Like, combining ShuffleSplit with the cross_validate we get in less lines the score of both test and train.

Thanks in advance!

ArturoAmorQ · 21 February 2022 13:04

As mentioned in the notebook " Cross-validation framework" in the “Overfitting and Underfitting” section of Module 2:

a single train-test split we don’t give any indication regarding the robustness of the evaluation of our predictive model: in particular, if the test set is small, this estimate of the testing error will be unstable and wouldn’t reflect the “true error rate” we would have observed with the same model on an unlimited amount of test data.
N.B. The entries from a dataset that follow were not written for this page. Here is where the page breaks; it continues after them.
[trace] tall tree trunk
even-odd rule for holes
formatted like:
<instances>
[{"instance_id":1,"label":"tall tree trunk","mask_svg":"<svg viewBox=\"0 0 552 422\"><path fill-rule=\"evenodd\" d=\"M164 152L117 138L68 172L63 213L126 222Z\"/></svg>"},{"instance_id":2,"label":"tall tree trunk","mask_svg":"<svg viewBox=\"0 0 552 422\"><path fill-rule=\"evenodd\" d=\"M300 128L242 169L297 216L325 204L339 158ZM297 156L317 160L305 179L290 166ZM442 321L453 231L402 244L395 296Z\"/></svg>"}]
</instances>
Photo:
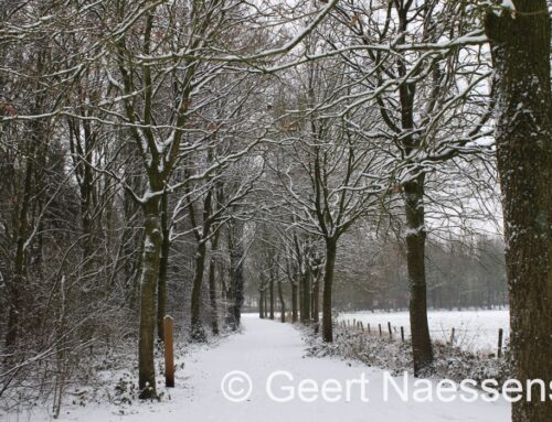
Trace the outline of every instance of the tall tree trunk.
<instances>
[{"instance_id":1,"label":"tall tree trunk","mask_svg":"<svg viewBox=\"0 0 552 422\"><path fill-rule=\"evenodd\" d=\"M209 261L209 302L211 304L211 331L219 335L219 310L216 305L216 259L214 255L219 248L219 234L214 234L211 242L211 257Z\"/></svg>"},{"instance_id":2,"label":"tall tree trunk","mask_svg":"<svg viewBox=\"0 0 552 422\"><path fill-rule=\"evenodd\" d=\"M424 174L404 185L406 214L406 267L410 281L410 318L414 375L433 361L427 324L425 281Z\"/></svg>"},{"instance_id":3,"label":"tall tree trunk","mask_svg":"<svg viewBox=\"0 0 552 422\"><path fill-rule=\"evenodd\" d=\"M516 0L489 11L495 67L496 140L502 191L513 375L552 379L552 95L545 0ZM524 398L513 422L550 421L552 401Z\"/></svg>"},{"instance_id":4,"label":"tall tree trunk","mask_svg":"<svg viewBox=\"0 0 552 422\"><path fill-rule=\"evenodd\" d=\"M302 274L302 307L301 307L301 323L306 324L310 320L310 269L306 268Z\"/></svg>"},{"instance_id":5,"label":"tall tree trunk","mask_svg":"<svg viewBox=\"0 0 552 422\"><path fill-rule=\"evenodd\" d=\"M258 289L258 317L261 320L265 317L265 290L263 288Z\"/></svg>"},{"instance_id":6,"label":"tall tree trunk","mask_svg":"<svg viewBox=\"0 0 552 422\"><path fill-rule=\"evenodd\" d=\"M31 145L29 151L29 158L26 159L25 166L25 178L23 182L23 192L21 207L19 208L18 215L18 230L17 230L17 244L15 244L15 260L13 268L13 277L9 283L10 293L10 311L8 314L8 327L6 335L6 349L8 354L13 351L15 342L18 340L19 328L20 328L20 317L23 313L23 288L25 280L25 248L24 244L26 240L28 230L28 214L29 206L32 195L32 174L34 164L34 148L38 143L38 139L34 137L31 139Z\"/></svg>"},{"instance_id":7,"label":"tall tree trunk","mask_svg":"<svg viewBox=\"0 0 552 422\"><path fill-rule=\"evenodd\" d=\"M326 238L326 266L323 272L322 293L322 339L333 342L333 326L331 318L331 289L333 284L333 268L336 266L337 240Z\"/></svg>"},{"instance_id":8,"label":"tall tree trunk","mask_svg":"<svg viewBox=\"0 0 552 422\"><path fill-rule=\"evenodd\" d=\"M282 288L282 279L277 278L278 283L278 300L279 300L279 320L285 323L286 322L286 301L284 300L284 289Z\"/></svg>"},{"instance_id":9,"label":"tall tree trunk","mask_svg":"<svg viewBox=\"0 0 552 422\"><path fill-rule=\"evenodd\" d=\"M201 285L203 283L203 270L205 268L206 245L202 239L198 245L195 252L195 271L192 285L192 303L191 303L191 339L193 342L206 342L206 334L201 324Z\"/></svg>"},{"instance_id":10,"label":"tall tree trunk","mask_svg":"<svg viewBox=\"0 0 552 422\"><path fill-rule=\"evenodd\" d=\"M157 335L164 340L163 318L167 313L167 271L169 269L170 238L169 238L169 194L161 197L161 256L159 257L159 281L157 284Z\"/></svg>"},{"instance_id":11,"label":"tall tree trunk","mask_svg":"<svg viewBox=\"0 0 552 422\"><path fill-rule=\"evenodd\" d=\"M231 228L235 230L235 228ZM231 289L231 305L229 307L227 321L233 331L240 328L242 317L242 305L244 300L244 278L243 278L243 258L244 250L241 245L241 229L238 234L230 236L230 289Z\"/></svg>"},{"instance_id":12,"label":"tall tree trunk","mask_svg":"<svg viewBox=\"0 0 552 422\"><path fill-rule=\"evenodd\" d=\"M296 323L298 321L298 310L297 310L297 281L291 282L291 322Z\"/></svg>"},{"instance_id":13,"label":"tall tree trunk","mask_svg":"<svg viewBox=\"0 0 552 422\"><path fill-rule=\"evenodd\" d=\"M144 255L140 278L140 339L138 345L138 387L140 399L157 397L153 343L156 333L157 280L162 234L159 218L159 198L144 205Z\"/></svg>"},{"instance_id":14,"label":"tall tree trunk","mask_svg":"<svg viewBox=\"0 0 552 422\"><path fill-rule=\"evenodd\" d=\"M269 310L270 310L270 320L274 320L274 270L270 269L270 274L269 274L269 280L268 280L268 296L269 296Z\"/></svg>"}]
</instances>

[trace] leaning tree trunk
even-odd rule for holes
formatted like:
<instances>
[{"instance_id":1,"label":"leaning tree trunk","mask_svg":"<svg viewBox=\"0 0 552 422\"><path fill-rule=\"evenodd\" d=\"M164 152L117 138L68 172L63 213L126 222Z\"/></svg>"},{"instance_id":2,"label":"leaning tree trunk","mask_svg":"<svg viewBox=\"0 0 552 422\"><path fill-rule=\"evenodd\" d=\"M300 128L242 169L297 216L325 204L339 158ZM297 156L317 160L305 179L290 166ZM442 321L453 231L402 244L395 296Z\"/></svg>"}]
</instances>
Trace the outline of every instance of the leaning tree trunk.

In that sense it is better to use cross-validation: either with KFold strategy, ShuffleSplit or other strategies that will be covered more in detail in Module 7.

When to use a given strategy depends on the dataset and the user case, for instance, KFold may suffice to estimate the generalization performance of a model, but ShuffleSplit may provide more information about how the scores are distributed across folds and will be more robust to dataset ordering, as will be covered in Module 7.

manifr · 16 May 2022 09:08

An important point if it is not clear is cross_validate() internally does the same thing as train_set_split() but over different folds of the data, as decided by the ShuffleSplit. Like you mentioned in your question itself, here with less lines of code, you get the complete picture. Elegant!